Re: Trouble with variable persistance
Re: Trouble with variable persistance
- Subject: Re: Trouble with variable persistance
- From: "Romulus Barabas" <email@hidden>
- Date: Wed, 6 Jun 2001 03:03:08 -0400
>
>> I have to declare a, b, c as
>
>> global variables at the beginning of the script, otherwise subroutines
>
> won't
>
>> be able to do work on them and pass them on.
>
>
> You don't have to declare variables as global or property, you can pass
>
> local variables as parameters to your subroutine.
>
>
> If you want to use globals or properties and don't want persistance you
can
>
> reset them when your script ends or using the "on quit" handler.
>
>
>
>
How do I reset the variables? I don't know the syntax.
>
There's no such thing as a special 'resetting' syntax. It's the normal 'set'
syntax - he's just writing normal English here in this email, not
AppleScript syntax. He just means to set them again, in the normal way, to
whatever you want them to be. If the original setting of the property, for
example, was "", as in
property anyOldThing : ""
and then in the script it gets set to all sorts of things, then at the end
of the script, just write
set anyOldThing to ""
Quite frankly, you could do that at the beginning of the script to be safe,
as you would with a global (you can even just make it a global instead of
property, if you are setting it every time at the beginning and don't need a
property's persistence ). Just if you're loading this script, or some of its
handlers, from another one would you need to be very careful.
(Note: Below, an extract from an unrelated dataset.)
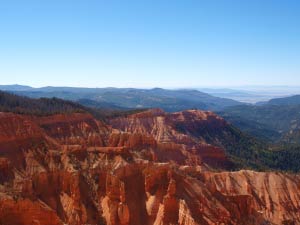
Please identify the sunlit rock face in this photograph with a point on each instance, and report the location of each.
(147, 168)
I've missed
the beginning of this thread so I don't know if you have things like that to
be concerned about, but I'd doubt it if what you're hoping is to _prevent_
persistence.
--
Paul Berkowitz
Sorry about this whole thread. There's no "Trouble with variable
persistance", just "Trouble with bad scripting". I was missing a set
sequence for those variables, which got lost while the script was getting
stuffy.
It may not hurt though to know if there is any way, besides recompiling, to
set a variable to nothing, not an initial value, just nothing, forgotten.